Sometimes I’m glad I’m not a “professional” blogger, with sponsors to make happy and PR flacks to please and news releases about celebrities and products to flog. Sure, I’d like to write and read blogs for a living, but there are times when I think being a full-time blogger who relies on her blog for her livelihood would suck. The release of a movie like “Sex And the City 2” is one of those times.
See, if I was relying on this blog for my livelihood, I might have to publish stories that tie in with SATC2’s marketing campaign, like “How to Get Carrie’s Hair” or “Charlotte’s Perfect Makeup” or “Samantha’s Still-Active Va-Jay-Jay.” (OK, maybe not the last one.) That would kill me, because the Sex and the City franchise sucks in general, and this latest movie very specifically.
I haven’t even seen it.

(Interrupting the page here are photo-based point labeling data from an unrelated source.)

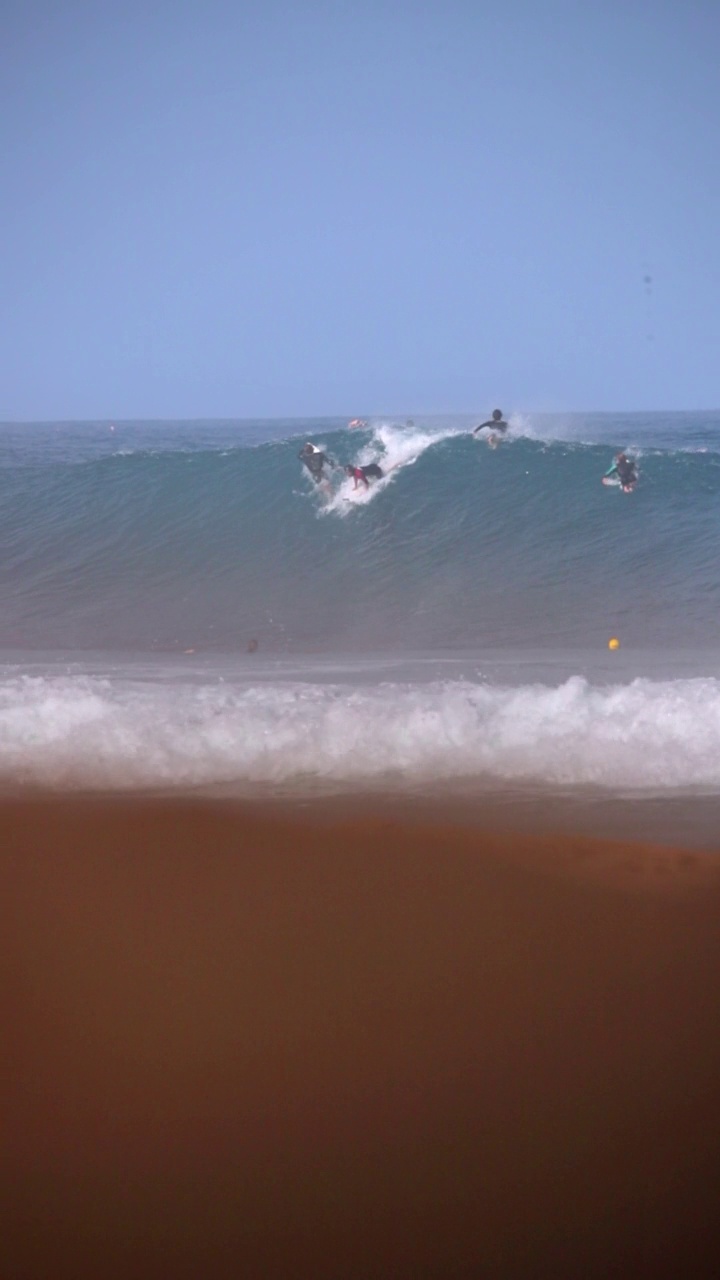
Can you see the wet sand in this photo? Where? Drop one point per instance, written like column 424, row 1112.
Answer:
column 247, row 1042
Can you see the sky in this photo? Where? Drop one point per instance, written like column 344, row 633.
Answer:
column 304, row 208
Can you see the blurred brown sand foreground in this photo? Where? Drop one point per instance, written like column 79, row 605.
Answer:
column 240, row 1042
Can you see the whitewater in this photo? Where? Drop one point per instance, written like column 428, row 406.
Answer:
column 182, row 607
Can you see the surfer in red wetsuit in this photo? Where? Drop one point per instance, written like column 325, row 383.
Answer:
column 360, row 474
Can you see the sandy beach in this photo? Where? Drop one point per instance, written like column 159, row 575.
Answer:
column 250, row 1042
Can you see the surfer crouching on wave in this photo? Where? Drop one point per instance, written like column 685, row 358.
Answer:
column 496, row 424
column 625, row 470
column 360, row 474
column 315, row 461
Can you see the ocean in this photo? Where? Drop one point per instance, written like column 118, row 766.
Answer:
column 185, row 609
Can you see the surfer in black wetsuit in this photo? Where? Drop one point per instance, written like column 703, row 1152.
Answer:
column 315, row 461
column 360, row 474
column 496, row 423
column 625, row 470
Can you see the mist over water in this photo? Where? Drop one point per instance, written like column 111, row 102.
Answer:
column 183, row 607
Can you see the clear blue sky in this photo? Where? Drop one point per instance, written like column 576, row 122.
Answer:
column 354, row 206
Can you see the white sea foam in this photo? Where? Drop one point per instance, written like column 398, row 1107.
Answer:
column 81, row 731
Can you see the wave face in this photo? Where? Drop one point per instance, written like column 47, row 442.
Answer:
column 146, row 538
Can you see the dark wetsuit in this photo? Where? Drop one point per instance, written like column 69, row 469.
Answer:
column 625, row 471
column 315, row 462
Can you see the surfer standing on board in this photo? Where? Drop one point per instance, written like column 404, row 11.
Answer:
column 625, row 470
column 315, row 461
column 497, row 424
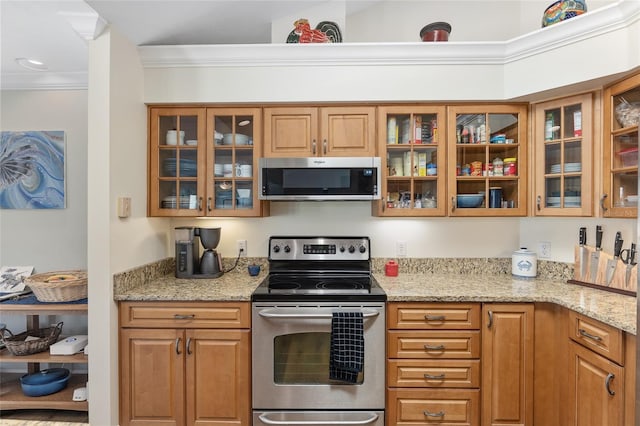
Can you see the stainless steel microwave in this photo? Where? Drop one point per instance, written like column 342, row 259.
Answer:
column 319, row 178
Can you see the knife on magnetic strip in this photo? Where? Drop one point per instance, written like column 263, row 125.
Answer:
column 582, row 239
column 611, row 263
column 595, row 256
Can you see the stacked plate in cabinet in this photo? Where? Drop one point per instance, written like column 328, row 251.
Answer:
column 171, row 202
column 188, row 168
column 568, row 168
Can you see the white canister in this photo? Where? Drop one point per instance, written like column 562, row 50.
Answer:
column 524, row 263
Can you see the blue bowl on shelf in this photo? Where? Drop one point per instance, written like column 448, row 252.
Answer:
column 45, row 382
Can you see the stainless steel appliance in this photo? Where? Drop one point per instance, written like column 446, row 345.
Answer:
column 320, row 178
column 189, row 262
column 312, row 282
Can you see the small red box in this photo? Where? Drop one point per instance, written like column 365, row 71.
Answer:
column 629, row 157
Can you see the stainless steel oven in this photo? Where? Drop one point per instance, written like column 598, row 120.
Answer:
column 312, row 282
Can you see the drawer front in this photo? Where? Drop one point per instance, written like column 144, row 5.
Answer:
column 433, row 316
column 433, row 407
column 433, row 344
column 185, row 315
column 426, row 373
column 597, row 336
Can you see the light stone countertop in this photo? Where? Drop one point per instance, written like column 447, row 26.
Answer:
column 611, row 308
column 156, row 282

I don’t have to. I can smell that shit from miles away. I find the whole concept of it shallow and offensive. But just in case you don’t believe me, there are lots of honest reviews you can check out. Like this one. Or this, this, and this. Or, most hilariously, THIS, which is the best of all. (That last one, by Lindy West at The Stranger, is getting a lot of press and link love, so it may take a really long time to load.)
I used to watch SATC on HBO. The first few seasons were fun. By the last two or so, it was getting old, or maybe I was just growing up, because I didn’t find it compelling anymore. I think by the time the series finally gasped its last, everyone was pretty much ready to be done with it. Then they came out with the first movie, which I didn’t see until it was on cable. I was not impressed. It wasn’t awful, but it certainly wasn’t the kind of thing I’d get dressed and leave the house for either. I think we can all agree that a sequel was COMPLETELY unnecessary. Seriously. Come on.
The big problem with movies like SATC2, and similar fluff like “Confessions of a Shopaholic,” is their tone-deafness. The country is in a recession, for Christ’s sake. Some people have been unemployed for two years now, and everyone is making sacrifices. Somehow, watching two hours of shallow, logo-flogging, conspicuous consumption just doesn’t make me feel any better, and it seems to not be helpful to most other hard-working folks either. There was a lot of talk about how in the Great Depression, Hollywood produced lots of lavish musicals and entertainment designed to help people “forget their problems” and “escape into a dream world.” But I don’t think it works anymore. We’ve moved on as a society, and most of us can’t relate, and don’t WANT to relate, to the shallow old hags of Sex and the City.